Он чувствует себя сильнее и умнее рядом с этой женщиной, днём – всегда ровной, спокойной, разумной хозяйкой, которую город уважает за ум её и грамотность. Однажды, растроганный её девичьими ласками, он сказал:

– Я понимаю, на что ты пошла. Зря мы детей женили, надо было мне с тобой обвенчаться…

– Дети у тебя – хорошие, они и узнают про нас, – не беда, а вот если город узнает…

Она вздрогнула всем телом.

– Ну, ничего, – шепнул Илья.

Как-то она полюбопытствовала:

– Скажи-ка: вот – человека ты убил, не снится он тебе?

Равнодушно почёсывая бороду, Илья ответил:

– Нет, я крепко сплю, снов не вижу. Да и чему сниться? Я и не видал, каков он. Ударили меня, я едва на ногах устоял, треснул кого-то кистенём по башке, потом – другого, а третий убежал.

Вздохнув, он с обидой проворчал:

– Наткнутся на тебя дураки, а ты за них отвечай богу…

Несколько минут лежали молча.

– Задремал?

– Нет.

– Иди, светать скоро начнёт; на стройку пойдёшь? Ох, умаешься ты со мной…

– Не бойся, – на будни хватило, хватит и на праздник, – похвалился Артамонов, одеваясь.

Он идёт по холодку, в перламутровом сумраке раннего утра; ходит по своей земле, сунув руки за спину под кафтан; кафтан приподнялся петушиным хвостом; Артамонов давит тяжёлою ногой стружку, щепу, думает:

«Олёшке надо дать выгуляться, пускай с него пена сойдёт. Трудный парень, а – хорош».

Ложится на песок или на кучу стружек и быстро засыпает. В зеленоватом небе ласково разгорается заря; вот солнце хвастливо развернуло над землёю павлиний хвост лучей и само, золотое, всплыло вслед за ним; проснулись рабочие и, видя распростёртое, большое тело, предупреждают друг друга:

– Тут!

Скуластый Тихон Вялов, держа на плече железный заступ, смотрит на Артамонова мерцающими глазами так, точно хочет перешагнуть через него и – не решается.

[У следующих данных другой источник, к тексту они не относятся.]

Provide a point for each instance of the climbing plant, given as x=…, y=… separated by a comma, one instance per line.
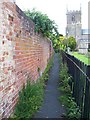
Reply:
x=42, y=22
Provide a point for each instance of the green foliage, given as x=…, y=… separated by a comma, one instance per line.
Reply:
x=73, y=110
x=42, y=23
x=72, y=43
x=30, y=99
x=31, y=96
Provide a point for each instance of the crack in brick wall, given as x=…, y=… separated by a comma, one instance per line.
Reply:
x=22, y=52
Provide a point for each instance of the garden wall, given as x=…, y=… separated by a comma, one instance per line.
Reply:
x=22, y=52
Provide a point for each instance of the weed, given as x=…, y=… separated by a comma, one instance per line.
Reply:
x=73, y=110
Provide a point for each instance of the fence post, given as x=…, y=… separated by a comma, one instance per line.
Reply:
x=86, y=113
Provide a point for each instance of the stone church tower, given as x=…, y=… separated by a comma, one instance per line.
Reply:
x=74, y=25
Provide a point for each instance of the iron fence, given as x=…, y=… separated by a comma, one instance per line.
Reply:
x=80, y=85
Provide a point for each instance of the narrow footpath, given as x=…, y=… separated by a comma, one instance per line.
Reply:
x=51, y=107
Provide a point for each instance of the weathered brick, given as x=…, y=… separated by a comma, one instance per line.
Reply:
x=22, y=52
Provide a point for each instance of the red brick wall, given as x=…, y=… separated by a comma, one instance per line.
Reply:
x=22, y=52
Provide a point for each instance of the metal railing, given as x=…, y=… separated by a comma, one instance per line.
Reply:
x=80, y=85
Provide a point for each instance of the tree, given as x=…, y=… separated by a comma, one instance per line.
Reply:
x=42, y=23
x=71, y=43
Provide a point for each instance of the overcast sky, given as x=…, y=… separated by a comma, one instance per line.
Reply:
x=56, y=10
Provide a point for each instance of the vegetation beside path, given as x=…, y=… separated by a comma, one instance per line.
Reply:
x=72, y=110
x=31, y=96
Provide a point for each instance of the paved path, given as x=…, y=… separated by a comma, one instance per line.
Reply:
x=51, y=107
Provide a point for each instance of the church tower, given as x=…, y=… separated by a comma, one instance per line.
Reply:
x=74, y=25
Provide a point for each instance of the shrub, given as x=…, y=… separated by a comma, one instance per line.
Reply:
x=72, y=110
x=31, y=96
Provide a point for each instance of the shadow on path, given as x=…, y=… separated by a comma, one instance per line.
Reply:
x=51, y=107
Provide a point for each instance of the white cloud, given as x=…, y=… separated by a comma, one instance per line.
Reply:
x=56, y=9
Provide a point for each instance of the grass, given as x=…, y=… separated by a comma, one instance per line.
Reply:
x=31, y=96
x=72, y=110
x=82, y=57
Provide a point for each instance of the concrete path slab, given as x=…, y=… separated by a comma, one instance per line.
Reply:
x=51, y=107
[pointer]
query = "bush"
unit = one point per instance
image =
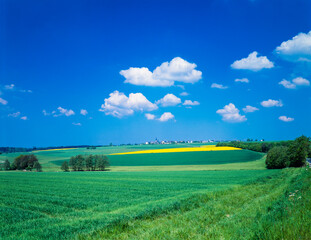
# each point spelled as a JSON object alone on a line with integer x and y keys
{"x": 277, "y": 158}
{"x": 25, "y": 162}
{"x": 294, "y": 155}
{"x": 65, "y": 166}
{"x": 89, "y": 162}
{"x": 298, "y": 151}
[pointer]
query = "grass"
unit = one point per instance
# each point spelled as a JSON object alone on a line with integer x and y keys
{"x": 185, "y": 158}
{"x": 251, "y": 165}
{"x": 51, "y": 160}
{"x": 64, "y": 205}
{"x": 277, "y": 207}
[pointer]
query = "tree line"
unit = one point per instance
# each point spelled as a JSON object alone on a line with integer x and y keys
{"x": 86, "y": 163}
{"x": 23, "y": 162}
{"x": 279, "y": 154}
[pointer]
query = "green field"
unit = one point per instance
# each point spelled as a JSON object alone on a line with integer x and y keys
{"x": 64, "y": 205}
{"x": 156, "y": 196}
{"x": 52, "y": 160}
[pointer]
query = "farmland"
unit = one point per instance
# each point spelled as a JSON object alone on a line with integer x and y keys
{"x": 151, "y": 190}
{"x": 64, "y": 205}
{"x": 51, "y": 160}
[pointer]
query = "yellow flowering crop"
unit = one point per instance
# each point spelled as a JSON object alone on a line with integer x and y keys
{"x": 187, "y": 149}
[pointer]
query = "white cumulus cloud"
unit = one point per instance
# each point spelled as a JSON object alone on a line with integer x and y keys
{"x": 231, "y": 114}
{"x": 299, "y": 81}
{"x": 253, "y": 63}
{"x": 150, "y": 116}
{"x": 286, "y": 119}
{"x": 3, "y": 101}
{"x": 287, "y": 84}
{"x": 14, "y": 114}
{"x": 296, "y": 49}
{"x": 169, "y": 100}
{"x": 219, "y": 86}
{"x": 191, "y": 103}
{"x": 272, "y": 103}
{"x": 243, "y": 80}
{"x": 61, "y": 112}
{"x": 249, "y": 108}
{"x": 119, "y": 105}
{"x": 184, "y": 94}
{"x": 83, "y": 112}
{"x": 165, "y": 75}
{"x": 9, "y": 87}
{"x": 166, "y": 116}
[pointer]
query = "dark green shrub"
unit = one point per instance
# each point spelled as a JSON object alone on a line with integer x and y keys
{"x": 277, "y": 158}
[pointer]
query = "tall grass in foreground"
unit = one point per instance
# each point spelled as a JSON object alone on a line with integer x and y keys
{"x": 63, "y": 205}
{"x": 277, "y": 207}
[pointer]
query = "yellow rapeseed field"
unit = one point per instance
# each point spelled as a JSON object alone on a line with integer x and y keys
{"x": 187, "y": 149}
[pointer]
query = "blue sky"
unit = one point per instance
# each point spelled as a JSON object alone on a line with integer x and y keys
{"x": 175, "y": 70}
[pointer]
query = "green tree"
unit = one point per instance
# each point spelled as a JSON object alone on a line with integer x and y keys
{"x": 102, "y": 162}
{"x": 65, "y": 166}
{"x": 80, "y": 162}
{"x": 73, "y": 163}
{"x": 277, "y": 158}
{"x": 298, "y": 151}
{"x": 37, "y": 166}
{"x": 25, "y": 161}
{"x": 6, "y": 165}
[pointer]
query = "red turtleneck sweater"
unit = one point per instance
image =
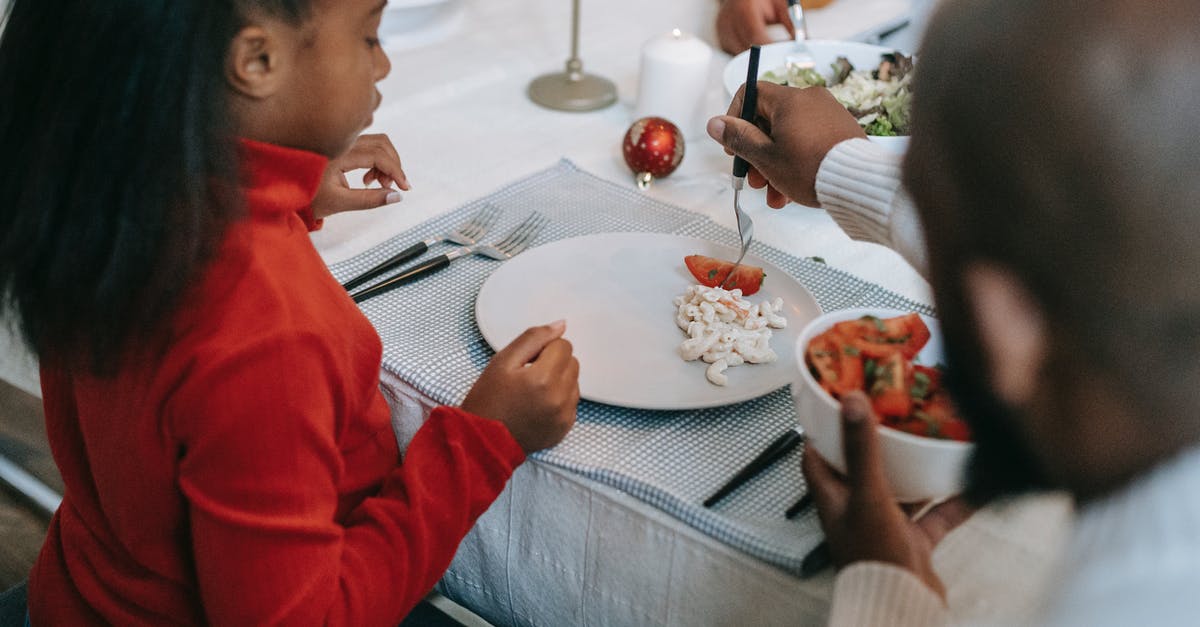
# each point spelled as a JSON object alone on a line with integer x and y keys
{"x": 250, "y": 475}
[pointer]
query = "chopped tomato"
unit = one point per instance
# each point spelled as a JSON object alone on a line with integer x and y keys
{"x": 941, "y": 410}
{"x": 889, "y": 386}
{"x": 880, "y": 338}
{"x": 838, "y": 369}
{"x": 711, "y": 273}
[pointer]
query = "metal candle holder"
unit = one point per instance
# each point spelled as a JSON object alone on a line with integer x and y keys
{"x": 573, "y": 89}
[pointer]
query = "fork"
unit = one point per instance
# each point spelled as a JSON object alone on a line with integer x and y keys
{"x": 799, "y": 58}
{"x": 466, "y": 234}
{"x": 741, "y": 167}
{"x": 517, "y": 240}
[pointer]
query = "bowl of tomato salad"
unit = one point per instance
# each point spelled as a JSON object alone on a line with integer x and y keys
{"x": 895, "y": 357}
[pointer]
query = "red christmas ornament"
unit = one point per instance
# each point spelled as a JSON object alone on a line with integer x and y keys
{"x": 653, "y": 148}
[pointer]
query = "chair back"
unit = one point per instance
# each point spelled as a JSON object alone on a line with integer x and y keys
{"x": 13, "y": 605}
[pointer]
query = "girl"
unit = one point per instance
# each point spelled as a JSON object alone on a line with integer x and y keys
{"x": 211, "y": 394}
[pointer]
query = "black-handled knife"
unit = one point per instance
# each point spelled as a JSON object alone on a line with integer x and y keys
{"x": 774, "y": 452}
{"x": 390, "y": 263}
{"x": 406, "y": 276}
{"x": 749, "y": 109}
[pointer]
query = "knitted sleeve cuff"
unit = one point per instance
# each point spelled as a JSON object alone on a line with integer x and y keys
{"x": 879, "y": 593}
{"x": 858, "y": 184}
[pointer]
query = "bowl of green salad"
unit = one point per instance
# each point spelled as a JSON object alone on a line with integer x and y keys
{"x": 871, "y": 82}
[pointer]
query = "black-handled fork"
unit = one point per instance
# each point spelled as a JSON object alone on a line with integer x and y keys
{"x": 517, "y": 240}
{"x": 466, "y": 234}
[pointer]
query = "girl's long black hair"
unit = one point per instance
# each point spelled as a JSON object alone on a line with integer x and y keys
{"x": 117, "y": 165}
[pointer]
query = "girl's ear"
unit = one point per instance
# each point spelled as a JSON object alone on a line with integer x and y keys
{"x": 1012, "y": 328}
{"x": 253, "y": 65}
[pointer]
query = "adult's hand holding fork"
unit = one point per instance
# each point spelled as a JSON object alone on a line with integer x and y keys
{"x": 793, "y": 132}
{"x": 378, "y": 156}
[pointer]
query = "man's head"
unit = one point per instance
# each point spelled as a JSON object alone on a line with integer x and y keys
{"x": 1054, "y": 160}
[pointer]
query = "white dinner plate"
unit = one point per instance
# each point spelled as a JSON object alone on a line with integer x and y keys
{"x": 774, "y": 57}
{"x": 616, "y": 292}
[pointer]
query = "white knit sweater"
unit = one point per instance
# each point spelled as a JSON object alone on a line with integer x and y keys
{"x": 1132, "y": 557}
{"x": 858, "y": 184}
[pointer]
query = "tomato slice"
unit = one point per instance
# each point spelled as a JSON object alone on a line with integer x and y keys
{"x": 939, "y": 410}
{"x": 711, "y": 272}
{"x": 889, "y": 386}
{"x": 838, "y": 366}
{"x": 875, "y": 354}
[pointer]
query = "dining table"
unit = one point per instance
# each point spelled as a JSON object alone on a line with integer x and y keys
{"x": 609, "y": 527}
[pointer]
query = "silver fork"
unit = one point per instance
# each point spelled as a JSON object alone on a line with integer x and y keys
{"x": 465, "y": 234}
{"x": 517, "y": 240}
{"x": 799, "y": 58}
{"x": 741, "y": 167}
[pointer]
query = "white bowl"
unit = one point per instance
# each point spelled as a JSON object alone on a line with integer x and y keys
{"x": 774, "y": 55}
{"x": 918, "y": 469}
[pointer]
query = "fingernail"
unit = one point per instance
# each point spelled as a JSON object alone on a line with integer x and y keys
{"x": 717, "y": 129}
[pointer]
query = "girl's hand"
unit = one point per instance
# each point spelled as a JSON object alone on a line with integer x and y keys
{"x": 858, "y": 513}
{"x": 532, "y": 386}
{"x": 379, "y": 157}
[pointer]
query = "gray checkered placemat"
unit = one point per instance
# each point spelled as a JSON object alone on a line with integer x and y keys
{"x": 672, "y": 460}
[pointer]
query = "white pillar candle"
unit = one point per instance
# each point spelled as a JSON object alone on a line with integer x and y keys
{"x": 673, "y": 81}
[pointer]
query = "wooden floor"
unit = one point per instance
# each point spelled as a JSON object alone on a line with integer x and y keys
{"x": 23, "y": 442}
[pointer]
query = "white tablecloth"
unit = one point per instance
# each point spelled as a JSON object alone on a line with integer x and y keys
{"x": 558, "y": 549}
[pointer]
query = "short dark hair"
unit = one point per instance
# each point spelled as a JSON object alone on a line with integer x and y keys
{"x": 1061, "y": 143}
{"x": 117, "y": 163}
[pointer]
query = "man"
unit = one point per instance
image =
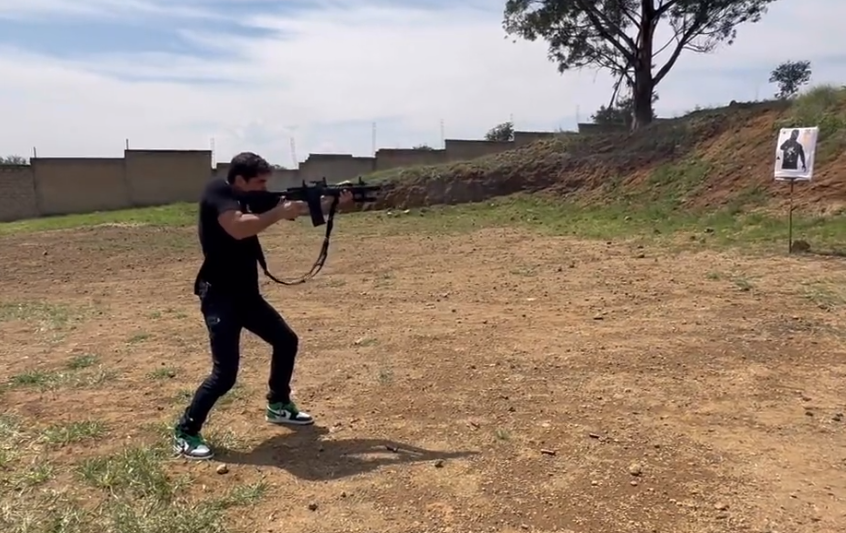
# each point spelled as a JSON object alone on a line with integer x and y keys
{"x": 228, "y": 288}
{"x": 792, "y": 153}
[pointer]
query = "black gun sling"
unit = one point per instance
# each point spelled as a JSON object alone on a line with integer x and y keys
{"x": 321, "y": 258}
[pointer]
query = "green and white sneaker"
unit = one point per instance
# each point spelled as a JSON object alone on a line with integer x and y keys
{"x": 191, "y": 446}
{"x": 287, "y": 413}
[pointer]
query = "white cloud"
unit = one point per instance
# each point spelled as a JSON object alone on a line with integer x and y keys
{"x": 351, "y": 63}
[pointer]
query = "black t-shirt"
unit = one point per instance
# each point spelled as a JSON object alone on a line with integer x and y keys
{"x": 230, "y": 266}
{"x": 792, "y": 150}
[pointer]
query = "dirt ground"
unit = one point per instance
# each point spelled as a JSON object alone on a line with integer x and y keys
{"x": 498, "y": 381}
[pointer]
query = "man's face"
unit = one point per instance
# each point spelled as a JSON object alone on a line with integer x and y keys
{"x": 259, "y": 183}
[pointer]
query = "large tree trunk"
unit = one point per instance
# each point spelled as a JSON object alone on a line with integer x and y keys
{"x": 642, "y": 98}
{"x": 644, "y": 83}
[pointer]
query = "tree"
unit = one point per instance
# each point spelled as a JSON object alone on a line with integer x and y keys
{"x": 619, "y": 35}
{"x": 790, "y": 75}
{"x": 501, "y": 132}
{"x": 619, "y": 112}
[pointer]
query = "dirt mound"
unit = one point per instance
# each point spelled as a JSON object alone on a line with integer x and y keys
{"x": 707, "y": 159}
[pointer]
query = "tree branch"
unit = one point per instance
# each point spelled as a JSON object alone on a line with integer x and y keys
{"x": 599, "y": 21}
{"x": 682, "y": 43}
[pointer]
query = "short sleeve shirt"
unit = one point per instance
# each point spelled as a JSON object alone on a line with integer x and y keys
{"x": 230, "y": 265}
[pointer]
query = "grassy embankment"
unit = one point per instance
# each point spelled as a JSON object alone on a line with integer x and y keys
{"x": 655, "y": 207}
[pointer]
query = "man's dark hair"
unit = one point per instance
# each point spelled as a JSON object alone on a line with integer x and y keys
{"x": 248, "y": 165}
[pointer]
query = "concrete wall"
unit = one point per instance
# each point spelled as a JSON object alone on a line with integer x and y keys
{"x": 17, "y": 193}
{"x": 54, "y": 186}
{"x": 66, "y": 185}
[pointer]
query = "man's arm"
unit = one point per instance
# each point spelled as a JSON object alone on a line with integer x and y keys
{"x": 243, "y": 225}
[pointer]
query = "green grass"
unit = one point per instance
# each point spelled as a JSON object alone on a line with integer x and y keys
{"x": 632, "y": 214}
{"x": 181, "y": 214}
{"x": 130, "y": 489}
{"x": 652, "y": 211}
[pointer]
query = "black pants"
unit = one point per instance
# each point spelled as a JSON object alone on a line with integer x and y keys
{"x": 225, "y": 317}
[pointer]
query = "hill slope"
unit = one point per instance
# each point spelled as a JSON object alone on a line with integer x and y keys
{"x": 706, "y": 160}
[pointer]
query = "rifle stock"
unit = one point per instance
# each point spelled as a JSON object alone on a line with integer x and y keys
{"x": 262, "y": 201}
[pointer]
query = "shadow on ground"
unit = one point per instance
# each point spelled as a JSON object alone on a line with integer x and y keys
{"x": 305, "y": 455}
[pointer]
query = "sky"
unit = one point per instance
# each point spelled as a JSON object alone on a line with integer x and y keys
{"x": 285, "y": 78}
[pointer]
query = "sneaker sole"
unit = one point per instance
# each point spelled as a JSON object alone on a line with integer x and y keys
{"x": 288, "y": 421}
{"x": 185, "y": 455}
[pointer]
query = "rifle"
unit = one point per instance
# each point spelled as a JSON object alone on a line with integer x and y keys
{"x": 263, "y": 201}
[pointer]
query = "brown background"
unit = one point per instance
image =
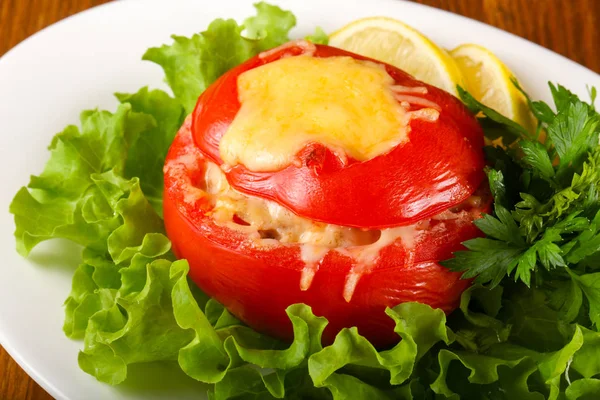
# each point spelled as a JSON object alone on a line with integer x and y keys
{"x": 567, "y": 27}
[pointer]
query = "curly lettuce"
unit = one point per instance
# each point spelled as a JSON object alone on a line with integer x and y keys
{"x": 131, "y": 301}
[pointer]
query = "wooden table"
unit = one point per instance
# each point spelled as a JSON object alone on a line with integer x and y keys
{"x": 567, "y": 27}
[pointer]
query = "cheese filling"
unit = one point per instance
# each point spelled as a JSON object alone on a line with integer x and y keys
{"x": 266, "y": 222}
{"x": 342, "y": 103}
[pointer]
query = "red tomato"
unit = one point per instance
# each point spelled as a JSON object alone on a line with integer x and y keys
{"x": 439, "y": 167}
{"x": 256, "y": 280}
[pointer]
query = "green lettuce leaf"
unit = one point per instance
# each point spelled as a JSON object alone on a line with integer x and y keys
{"x": 131, "y": 302}
{"x": 192, "y": 64}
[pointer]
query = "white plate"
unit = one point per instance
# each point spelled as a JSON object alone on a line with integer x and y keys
{"x": 77, "y": 64}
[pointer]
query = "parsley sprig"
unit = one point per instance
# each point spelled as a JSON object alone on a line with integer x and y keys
{"x": 546, "y": 221}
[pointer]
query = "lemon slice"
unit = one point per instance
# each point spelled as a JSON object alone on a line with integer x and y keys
{"x": 489, "y": 81}
{"x": 396, "y": 43}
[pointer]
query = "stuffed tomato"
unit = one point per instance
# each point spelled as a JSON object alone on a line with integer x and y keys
{"x": 312, "y": 175}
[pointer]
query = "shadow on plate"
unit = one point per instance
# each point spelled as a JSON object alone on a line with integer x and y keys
{"x": 161, "y": 380}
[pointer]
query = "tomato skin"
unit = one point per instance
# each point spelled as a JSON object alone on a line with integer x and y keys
{"x": 439, "y": 167}
{"x": 256, "y": 281}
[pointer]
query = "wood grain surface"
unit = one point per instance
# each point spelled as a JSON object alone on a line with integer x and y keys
{"x": 567, "y": 27}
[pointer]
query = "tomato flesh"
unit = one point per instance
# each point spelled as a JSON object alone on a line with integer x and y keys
{"x": 440, "y": 165}
{"x": 256, "y": 280}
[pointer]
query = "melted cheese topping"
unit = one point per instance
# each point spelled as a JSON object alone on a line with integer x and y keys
{"x": 345, "y": 104}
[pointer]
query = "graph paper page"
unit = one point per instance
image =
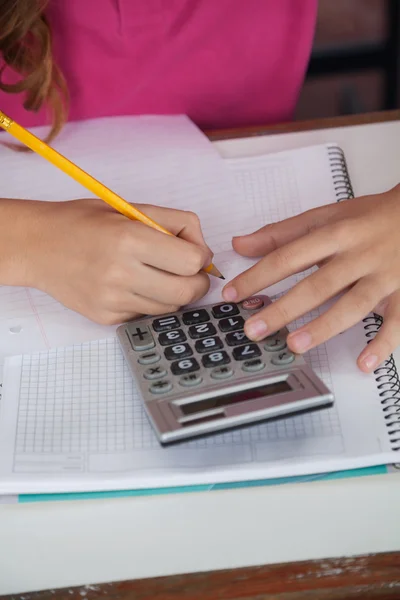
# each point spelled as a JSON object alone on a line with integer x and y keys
{"x": 71, "y": 420}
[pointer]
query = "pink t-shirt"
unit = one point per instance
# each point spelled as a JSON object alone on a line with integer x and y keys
{"x": 222, "y": 62}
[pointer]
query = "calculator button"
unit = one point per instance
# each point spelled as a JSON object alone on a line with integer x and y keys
{"x": 246, "y": 352}
{"x": 253, "y": 303}
{"x": 225, "y": 310}
{"x": 283, "y": 358}
{"x": 165, "y": 323}
{"x": 208, "y": 345}
{"x": 274, "y": 344}
{"x": 215, "y": 359}
{"x": 187, "y": 365}
{"x": 155, "y": 372}
{"x": 149, "y": 358}
{"x": 176, "y": 336}
{"x": 236, "y": 338}
{"x": 195, "y": 316}
{"x": 190, "y": 380}
{"x": 202, "y": 330}
{"x": 141, "y": 338}
{"x": 178, "y": 351}
{"x": 161, "y": 387}
{"x": 221, "y": 373}
{"x": 231, "y": 324}
{"x": 253, "y": 365}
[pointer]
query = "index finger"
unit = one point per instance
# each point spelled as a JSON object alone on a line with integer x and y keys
{"x": 281, "y": 263}
{"x": 182, "y": 223}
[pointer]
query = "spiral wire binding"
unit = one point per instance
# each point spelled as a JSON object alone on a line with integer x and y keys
{"x": 386, "y": 375}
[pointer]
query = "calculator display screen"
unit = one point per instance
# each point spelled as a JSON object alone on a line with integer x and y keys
{"x": 270, "y": 389}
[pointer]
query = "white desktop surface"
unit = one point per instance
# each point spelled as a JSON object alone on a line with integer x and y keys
{"x": 70, "y": 543}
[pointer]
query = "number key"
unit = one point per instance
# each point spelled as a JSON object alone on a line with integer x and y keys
{"x": 195, "y": 316}
{"x": 225, "y": 310}
{"x": 247, "y": 351}
{"x": 208, "y": 345}
{"x": 178, "y": 351}
{"x": 165, "y": 323}
{"x": 231, "y": 324}
{"x": 187, "y": 365}
{"x": 172, "y": 337}
{"x": 236, "y": 338}
{"x": 202, "y": 330}
{"x": 216, "y": 359}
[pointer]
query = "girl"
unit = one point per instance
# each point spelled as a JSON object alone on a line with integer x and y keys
{"x": 224, "y": 63}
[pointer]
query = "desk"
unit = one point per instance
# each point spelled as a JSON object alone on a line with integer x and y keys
{"x": 75, "y": 543}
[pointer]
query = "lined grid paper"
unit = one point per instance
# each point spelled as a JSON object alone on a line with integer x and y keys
{"x": 82, "y": 399}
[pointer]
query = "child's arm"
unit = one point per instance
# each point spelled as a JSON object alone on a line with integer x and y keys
{"x": 356, "y": 244}
{"x": 98, "y": 262}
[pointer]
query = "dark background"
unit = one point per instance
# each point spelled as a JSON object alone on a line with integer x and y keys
{"x": 355, "y": 62}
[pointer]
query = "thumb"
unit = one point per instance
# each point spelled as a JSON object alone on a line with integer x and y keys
{"x": 273, "y": 236}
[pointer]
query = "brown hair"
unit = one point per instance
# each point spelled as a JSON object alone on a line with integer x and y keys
{"x": 26, "y": 46}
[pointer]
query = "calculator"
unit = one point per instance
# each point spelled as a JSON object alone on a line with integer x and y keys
{"x": 198, "y": 374}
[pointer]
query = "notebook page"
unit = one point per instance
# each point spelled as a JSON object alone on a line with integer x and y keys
{"x": 162, "y": 160}
{"x": 71, "y": 420}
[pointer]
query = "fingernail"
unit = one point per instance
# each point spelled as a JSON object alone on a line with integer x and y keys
{"x": 229, "y": 294}
{"x": 300, "y": 342}
{"x": 256, "y": 330}
{"x": 369, "y": 362}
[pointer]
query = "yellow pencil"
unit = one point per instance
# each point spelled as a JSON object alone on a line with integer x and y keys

Муравьиная суета людей, крики, стук не будят большого человека, лёжа в небо лицом, он храпит, как тупая пила, – землекоп идёт прочь, оглядываясь, мигая, как ушибленный по голове. Из дома вышел Алексей в белой холщовой рубахе, в синих портах, он легко, как по воздуху, идёт купаться и обходит дядю осторожно, точно боясь разбудить его тихим скрипом стружки под ногами. Никита ещё засветло уехал в лес; почти каждый день он привозит оттуда воза два перегноя, сваливая его на месте, расчищенном для сада, он уже насадил берёз, клёна, рябины, черёмухи, а теперь копает в песке глубокие ямы, забивая их перегноем, илом, глиной, – это для плодовых деревьев. По праздникам ему помогает работать Тихон Вялов.

– Сады садить – дело безобидное, – говорит он.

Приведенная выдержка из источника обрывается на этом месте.